Light-Matter Interaction and Hot Carriers: From Weak to Strong Coupling

When an object is illuminated, it can both scatter and absorb the incoming light. Shortly after absorption, hot carriers, which are electrons and holes with non-thermal energies, form in the material. Scattering, absorption and the formation of hot carriers are fundamental for technologies such as sensing, photovoltaics, and photocatalysis. One way toward better devices is the confinement of light to traditional cavities or metallic nanoparticles. This increases the interaction strength, or coupling, between light and matter. A recent development is the realization of strong coupling - interaction strengths so large that hybrid light-matter states with new properties emerge. In practice, the design space of materials is large, and computational methods can serve as a guide for their rational design, both in the weak and strong coupling regimes.

As part of this thesis, I have developed an analysis software. I use it to show that locally alloying the surface of noble metal nanoparticles with less noble elements is a possible way to control the energies of hot holes. I also show that the probability of generating one hot carrier in the nanoparticle and its opposite carrier in a nearby molecule sensitively and non-monotonically depends on adsorption site and distance, providing valuable insights into the understanding of hot-carrier devices.
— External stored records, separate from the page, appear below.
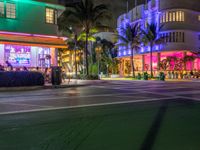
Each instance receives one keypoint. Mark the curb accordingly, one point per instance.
(30, 88)
(24, 88)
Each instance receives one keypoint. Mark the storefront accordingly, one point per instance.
(29, 50)
(161, 61)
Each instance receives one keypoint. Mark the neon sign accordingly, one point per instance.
(18, 55)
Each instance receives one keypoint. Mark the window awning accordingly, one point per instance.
(32, 40)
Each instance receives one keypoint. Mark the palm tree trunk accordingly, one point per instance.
(75, 55)
(132, 64)
(86, 53)
(151, 66)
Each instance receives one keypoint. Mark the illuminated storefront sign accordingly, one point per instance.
(18, 55)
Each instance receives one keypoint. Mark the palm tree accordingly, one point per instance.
(150, 36)
(129, 37)
(86, 15)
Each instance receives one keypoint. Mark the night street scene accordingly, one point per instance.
(99, 75)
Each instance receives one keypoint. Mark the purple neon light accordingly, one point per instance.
(36, 35)
(18, 55)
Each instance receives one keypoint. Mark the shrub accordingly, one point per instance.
(139, 76)
(90, 77)
(145, 76)
(21, 78)
(162, 76)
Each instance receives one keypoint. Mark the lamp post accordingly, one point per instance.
(98, 52)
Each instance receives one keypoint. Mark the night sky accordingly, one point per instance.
(117, 7)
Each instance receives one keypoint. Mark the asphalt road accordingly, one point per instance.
(105, 93)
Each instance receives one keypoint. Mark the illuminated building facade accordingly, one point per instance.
(28, 33)
(180, 21)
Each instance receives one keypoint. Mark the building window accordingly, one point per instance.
(51, 16)
(174, 37)
(167, 15)
(10, 10)
(1, 9)
(172, 16)
(7, 10)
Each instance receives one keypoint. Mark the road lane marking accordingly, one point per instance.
(84, 105)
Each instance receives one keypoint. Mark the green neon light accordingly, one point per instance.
(57, 6)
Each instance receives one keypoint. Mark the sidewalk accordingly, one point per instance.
(72, 83)
(75, 83)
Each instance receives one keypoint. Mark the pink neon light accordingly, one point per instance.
(27, 34)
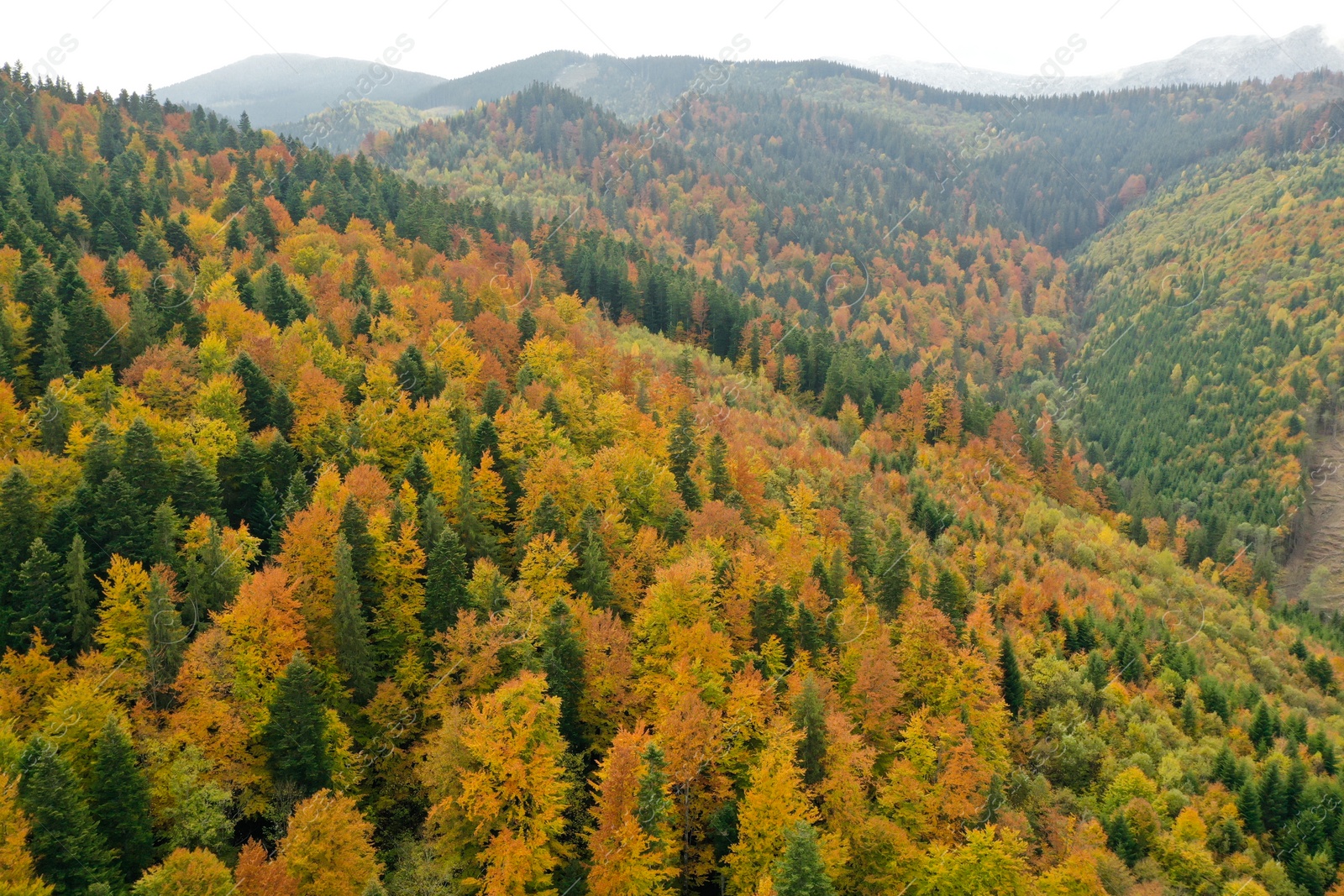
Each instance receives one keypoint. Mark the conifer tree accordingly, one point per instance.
(772, 616)
(445, 586)
(259, 394)
(949, 595)
(682, 450)
(143, 465)
(18, 876)
(351, 627)
(1263, 728)
(18, 511)
(296, 731)
(721, 481)
(593, 575)
(118, 799)
(893, 578)
(81, 600)
(167, 640)
(38, 602)
(165, 535)
(800, 871)
(810, 718)
(1273, 802)
(1014, 688)
(64, 840)
(55, 356)
(562, 658)
(1249, 808)
(120, 517)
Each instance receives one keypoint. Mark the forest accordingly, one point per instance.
(385, 526)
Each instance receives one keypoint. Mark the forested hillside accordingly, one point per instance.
(358, 537)
(1213, 317)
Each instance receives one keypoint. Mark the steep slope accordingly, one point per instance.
(340, 542)
(1214, 320)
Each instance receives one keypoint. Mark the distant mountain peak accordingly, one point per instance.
(1205, 62)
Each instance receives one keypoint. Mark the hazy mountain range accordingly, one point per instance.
(1211, 60)
(335, 101)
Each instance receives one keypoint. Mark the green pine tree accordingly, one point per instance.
(1014, 689)
(800, 871)
(38, 600)
(1272, 799)
(810, 716)
(81, 600)
(562, 658)
(721, 481)
(351, 627)
(296, 731)
(167, 642)
(259, 394)
(445, 584)
(655, 806)
(949, 595)
(893, 578)
(143, 465)
(118, 799)
(65, 842)
(18, 511)
(55, 358)
(683, 449)
(593, 575)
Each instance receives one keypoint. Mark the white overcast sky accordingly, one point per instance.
(132, 43)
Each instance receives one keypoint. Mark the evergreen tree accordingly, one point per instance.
(64, 840)
(1272, 797)
(721, 481)
(593, 575)
(18, 511)
(800, 871)
(81, 600)
(810, 716)
(118, 799)
(351, 629)
(259, 394)
(1014, 689)
(167, 642)
(38, 600)
(112, 141)
(55, 356)
(445, 586)
(1263, 728)
(197, 490)
(772, 616)
(91, 332)
(894, 575)
(120, 517)
(165, 535)
(417, 473)
(949, 595)
(296, 731)
(297, 495)
(562, 660)
(682, 452)
(1121, 839)
(1249, 808)
(654, 805)
(143, 465)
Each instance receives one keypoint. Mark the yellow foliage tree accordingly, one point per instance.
(497, 786)
(773, 804)
(17, 873)
(328, 849)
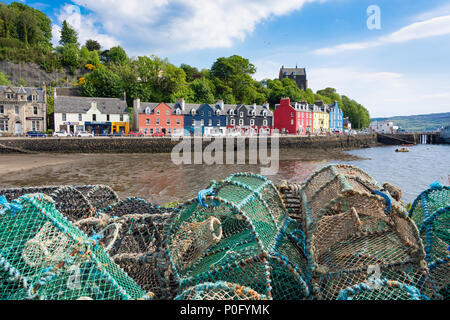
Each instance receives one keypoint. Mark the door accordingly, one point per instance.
(18, 129)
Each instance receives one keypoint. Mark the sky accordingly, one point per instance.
(400, 67)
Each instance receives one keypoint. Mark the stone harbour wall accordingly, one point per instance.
(165, 145)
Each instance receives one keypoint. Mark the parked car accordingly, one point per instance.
(36, 134)
(178, 134)
(62, 134)
(135, 134)
(83, 134)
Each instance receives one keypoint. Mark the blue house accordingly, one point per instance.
(336, 118)
(202, 119)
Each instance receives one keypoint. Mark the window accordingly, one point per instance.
(35, 125)
(3, 125)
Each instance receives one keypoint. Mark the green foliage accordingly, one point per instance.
(68, 35)
(71, 57)
(4, 79)
(103, 82)
(93, 45)
(21, 82)
(115, 55)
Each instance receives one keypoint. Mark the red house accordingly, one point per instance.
(293, 118)
(160, 119)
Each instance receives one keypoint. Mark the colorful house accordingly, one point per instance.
(155, 118)
(249, 120)
(96, 115)
(293, 118)
(336, 118)
(321, 117)
(202, 119)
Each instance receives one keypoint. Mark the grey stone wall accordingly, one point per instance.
(165, 145)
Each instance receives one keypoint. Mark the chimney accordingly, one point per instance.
(220, 104)
(182, 103)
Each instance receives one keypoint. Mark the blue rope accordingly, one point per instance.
(5, 206)
(202, 196)
(386, 197)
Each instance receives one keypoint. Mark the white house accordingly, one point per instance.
(100, 116)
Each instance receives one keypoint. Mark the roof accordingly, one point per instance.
(83, 104)
(25, 90)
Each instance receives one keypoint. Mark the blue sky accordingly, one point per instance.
(400, 69)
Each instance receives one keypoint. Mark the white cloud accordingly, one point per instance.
(385, 93)
(159, 25)
(85, 25)
(437, 26)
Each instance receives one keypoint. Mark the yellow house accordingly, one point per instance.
(321, 118)
(123, 127)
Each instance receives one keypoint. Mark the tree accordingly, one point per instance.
(93, 45)
(203, 92)
(7, 21)
(68, 35)
(103, 82)
(4, 79)
(71, 57)
(192, 73)
(115, 55)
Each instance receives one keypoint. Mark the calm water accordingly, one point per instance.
(413, 172)
(157, 179)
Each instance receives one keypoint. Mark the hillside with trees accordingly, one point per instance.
(25, 36)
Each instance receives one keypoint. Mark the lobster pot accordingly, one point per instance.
(134, 242)
(350, 224)
(43, 256)
(75, 203)
(220, 290)
(132, 206)
(431, 212)
(228, 235)
(381, 290)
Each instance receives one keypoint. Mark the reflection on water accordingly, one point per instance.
(413, 172)
(156, 179)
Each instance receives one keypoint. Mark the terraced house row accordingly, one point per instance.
(201, 119)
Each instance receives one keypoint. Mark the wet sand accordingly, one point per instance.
(149, 176)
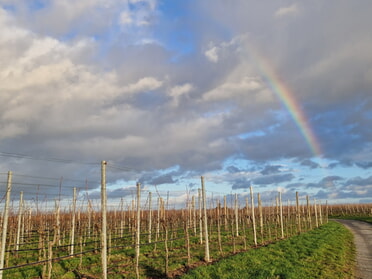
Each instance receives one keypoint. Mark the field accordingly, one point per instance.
(140, 238)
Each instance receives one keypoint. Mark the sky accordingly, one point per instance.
(276, 95)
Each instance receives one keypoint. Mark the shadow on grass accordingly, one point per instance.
(151, 272)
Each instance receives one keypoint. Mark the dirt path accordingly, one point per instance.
(363, 241)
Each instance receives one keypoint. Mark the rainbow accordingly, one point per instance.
(287, 98)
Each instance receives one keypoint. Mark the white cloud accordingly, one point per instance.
(144, 84)
(287, 11)
(178, 91)
(125, 18)
(212, 54)
(231, 89)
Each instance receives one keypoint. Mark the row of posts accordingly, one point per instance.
(104, 243)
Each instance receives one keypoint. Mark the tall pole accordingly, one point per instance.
(138, 228)
(5, 222)
(72, 242)
(206, 237)
(253, 217)
(104, 220)
(20, 215)
(281, 214)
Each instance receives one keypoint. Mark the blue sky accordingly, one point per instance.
(166, 91)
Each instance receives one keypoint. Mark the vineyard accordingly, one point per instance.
(148, 235)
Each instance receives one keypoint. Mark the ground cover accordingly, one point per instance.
(325, 252)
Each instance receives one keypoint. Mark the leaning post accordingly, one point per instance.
(104, 220)
(5, 223)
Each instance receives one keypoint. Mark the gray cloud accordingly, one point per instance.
(151, 91)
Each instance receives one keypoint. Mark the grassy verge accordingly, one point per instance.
(367, 219)
(326, 252)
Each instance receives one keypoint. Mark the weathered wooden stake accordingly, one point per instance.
(253, 217)
(20, 215)
(281, 214)
(104, 220)
(150, 216)
(5, 222)
(72, 241)
(206, 237)
(138, 228)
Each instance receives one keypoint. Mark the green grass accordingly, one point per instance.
(326, 252)
(367, 219)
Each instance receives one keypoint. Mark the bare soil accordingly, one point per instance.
(363, 241)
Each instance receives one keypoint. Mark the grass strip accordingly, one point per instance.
(367, 219)
(325, 252)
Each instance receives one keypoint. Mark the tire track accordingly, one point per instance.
(363, 241)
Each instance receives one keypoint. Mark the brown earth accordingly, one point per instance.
(363, 241)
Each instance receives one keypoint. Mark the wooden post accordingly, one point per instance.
(298, 218)
(281, 214)
(316, 213)
(320, 214)
(219, 227)
(138, 228)
(20, 216)
(5, 222)
(150, 216)
(261, 215)
(72, 242)
(194, 214)
(104, 220)
(206, 237)
(308, 209)
(236, 216)
(200, 216)
(253, 218)
(225, 212)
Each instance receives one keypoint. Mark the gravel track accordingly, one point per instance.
(363, 241)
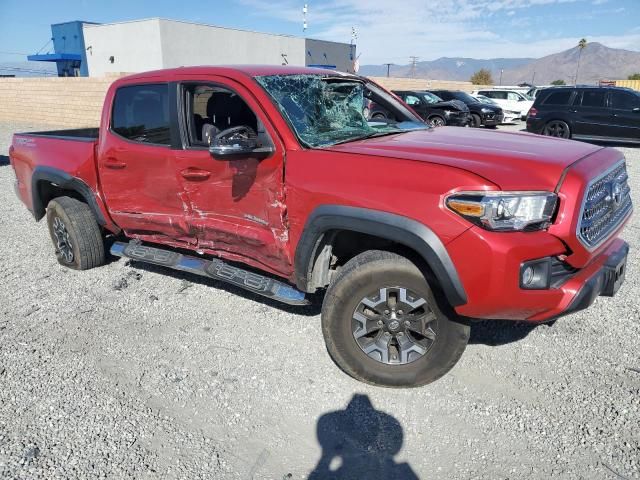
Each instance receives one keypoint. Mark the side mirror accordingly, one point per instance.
(244, 149)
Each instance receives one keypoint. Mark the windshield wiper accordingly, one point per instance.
(370, 135)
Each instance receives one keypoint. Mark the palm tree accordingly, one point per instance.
(581, 46)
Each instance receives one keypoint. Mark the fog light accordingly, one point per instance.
(536, 274)
(527, 276)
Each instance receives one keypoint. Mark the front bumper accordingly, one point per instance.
(605, 282)
(458, 119)
(490, 119)
(489, 264)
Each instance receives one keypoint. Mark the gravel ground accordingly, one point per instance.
(132, 372)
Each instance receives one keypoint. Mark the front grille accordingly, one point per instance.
(606, 205)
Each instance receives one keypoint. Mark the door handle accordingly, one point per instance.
(195, 174)
(112, 162)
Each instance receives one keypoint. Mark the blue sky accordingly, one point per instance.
(388, 31)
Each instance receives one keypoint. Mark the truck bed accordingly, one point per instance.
(76, 134)
(53, 157)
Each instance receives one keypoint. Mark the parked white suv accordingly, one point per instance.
(509, 100)
(510, 116)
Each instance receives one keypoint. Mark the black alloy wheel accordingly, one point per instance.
(394, 325)
(558, 129)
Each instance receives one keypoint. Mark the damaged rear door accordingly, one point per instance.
(236, 206)
(137, 166)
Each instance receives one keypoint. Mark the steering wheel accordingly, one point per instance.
(235, 135)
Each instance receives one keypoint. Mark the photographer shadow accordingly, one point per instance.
(360, 442)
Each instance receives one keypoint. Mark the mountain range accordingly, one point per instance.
(597, 62)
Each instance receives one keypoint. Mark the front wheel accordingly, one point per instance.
(382, 324)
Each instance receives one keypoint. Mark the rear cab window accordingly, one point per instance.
(140, 113)
(624, 100)
(593, 98)
(558, 98)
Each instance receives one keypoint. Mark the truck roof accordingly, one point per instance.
(232, 71)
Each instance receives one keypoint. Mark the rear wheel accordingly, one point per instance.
(557, 128)
(382, 324)
(436, 121)
(75, 234)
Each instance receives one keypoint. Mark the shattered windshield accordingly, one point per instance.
(327, 110)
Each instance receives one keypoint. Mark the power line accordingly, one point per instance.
(414, 62)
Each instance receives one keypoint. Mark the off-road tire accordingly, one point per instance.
(82, 231)
(363, 274)
(436, 121)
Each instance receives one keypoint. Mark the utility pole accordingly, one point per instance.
(304, 18)
(414, 62)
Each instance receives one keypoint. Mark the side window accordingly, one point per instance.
(212, 109)
(558, 98)
(141, 114)
(624, 100)
(593, 98)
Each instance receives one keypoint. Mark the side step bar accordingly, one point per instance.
(215, 268)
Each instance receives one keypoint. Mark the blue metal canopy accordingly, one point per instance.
(54, 57)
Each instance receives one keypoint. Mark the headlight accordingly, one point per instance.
(505, 211)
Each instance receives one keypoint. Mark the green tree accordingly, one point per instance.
(582, 44)
(482, 77)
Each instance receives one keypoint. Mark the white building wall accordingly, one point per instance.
(135, 47)
(153, 44)
(195, 44)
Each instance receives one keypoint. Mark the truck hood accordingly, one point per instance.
(512, 161)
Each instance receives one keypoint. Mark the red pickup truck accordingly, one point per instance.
(272, 178)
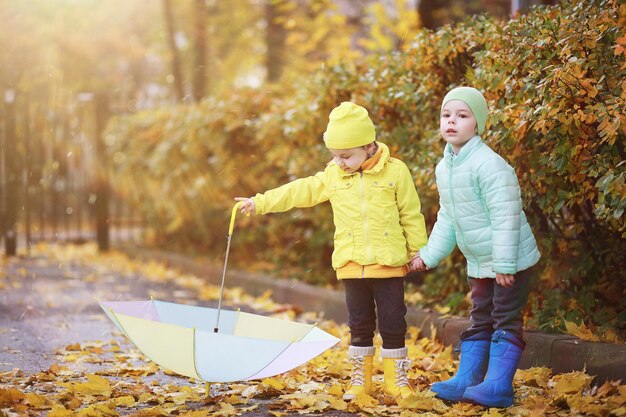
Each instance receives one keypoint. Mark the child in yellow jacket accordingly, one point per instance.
(379, 228)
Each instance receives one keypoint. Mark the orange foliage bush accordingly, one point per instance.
(554, 80)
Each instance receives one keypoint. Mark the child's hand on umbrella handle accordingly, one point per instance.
(247, 206)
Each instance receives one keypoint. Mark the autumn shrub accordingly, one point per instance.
(554, 80)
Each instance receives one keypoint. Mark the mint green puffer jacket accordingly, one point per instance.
(480, 210)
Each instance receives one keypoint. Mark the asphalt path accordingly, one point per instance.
(47, 305)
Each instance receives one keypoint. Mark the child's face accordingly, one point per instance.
(350, 160)
(457, 124)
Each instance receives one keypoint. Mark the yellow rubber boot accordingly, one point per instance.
(395, 368)
(362, 360)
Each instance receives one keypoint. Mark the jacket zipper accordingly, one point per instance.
(365, 225)
(454, 216)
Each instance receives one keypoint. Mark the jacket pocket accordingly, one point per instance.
(344, 247)
(383, 197)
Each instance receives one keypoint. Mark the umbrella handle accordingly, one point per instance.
(232, 217)
(231, 228)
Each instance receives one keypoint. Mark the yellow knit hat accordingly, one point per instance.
(349, 126)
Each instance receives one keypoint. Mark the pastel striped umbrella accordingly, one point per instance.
(217, 345)
(181, 338)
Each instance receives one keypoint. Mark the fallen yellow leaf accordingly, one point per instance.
(572, 383)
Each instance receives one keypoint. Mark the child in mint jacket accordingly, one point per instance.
(480, 210)
(378, 229)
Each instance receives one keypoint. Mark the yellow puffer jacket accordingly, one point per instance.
(377, 212)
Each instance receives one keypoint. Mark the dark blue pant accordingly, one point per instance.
(370, 298)
(495, 307)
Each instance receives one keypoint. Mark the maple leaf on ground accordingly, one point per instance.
(581, 331)
(572, 382)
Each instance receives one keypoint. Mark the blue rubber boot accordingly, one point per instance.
(472, 369)
(497, 388)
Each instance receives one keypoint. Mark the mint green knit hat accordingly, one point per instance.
(474, 100)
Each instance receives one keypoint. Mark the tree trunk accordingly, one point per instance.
(102, 177)
(275, 41)
(171, 41)
(199, 34)
(12, 197)
(425, 9)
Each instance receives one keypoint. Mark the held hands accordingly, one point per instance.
(417, 264)
(247, 206)
(505, 280)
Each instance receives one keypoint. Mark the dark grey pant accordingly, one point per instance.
(369, 299)
(498, 308)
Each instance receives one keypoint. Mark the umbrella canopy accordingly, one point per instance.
(182, 339)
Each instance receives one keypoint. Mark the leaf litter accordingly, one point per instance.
(125, 382)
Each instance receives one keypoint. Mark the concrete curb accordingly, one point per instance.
(561, 353)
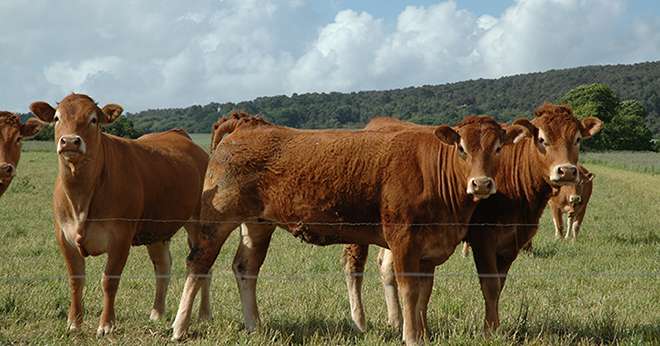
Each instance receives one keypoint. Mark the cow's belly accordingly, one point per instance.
(97, 237)
(439, 246)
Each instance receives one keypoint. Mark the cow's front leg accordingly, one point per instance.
(204, 249)
(354, 258)
(558, 220)
(406, 269)
(75, 265)
(114, 266)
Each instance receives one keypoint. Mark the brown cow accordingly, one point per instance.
(572, 200)
(107, 190)
(12, 134)
(527, 175)
(406, 191)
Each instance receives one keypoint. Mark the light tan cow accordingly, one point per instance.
(571, 200)
(12, 134)
(504, 223)
(111, 193)
(411, 191)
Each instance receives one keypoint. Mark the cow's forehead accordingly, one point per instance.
(479, 132)
(557, 126)
(9, 122)
(77, 105)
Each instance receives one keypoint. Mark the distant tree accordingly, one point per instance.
(592, 100)
(627, 130)
(123, 127)
(624, 126)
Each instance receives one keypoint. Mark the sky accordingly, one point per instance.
(170, 53)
In the context of strong coupling, I show that by coupling the nanoparticle to an optical cavity, the absorption spectrum can be tuned to be more optimal for hot-carrier generation. I also derive a computationally efficient and nearly-quantitative model for optical spectra of strongly coupled nanoparticle-molecule assemblies, based on dipolar coupling between moieties. Finally, I implement efficient machine learning models for potential energy surfaces and dipole moments, and apply these to study chemical kinetics under strong coupling conditions.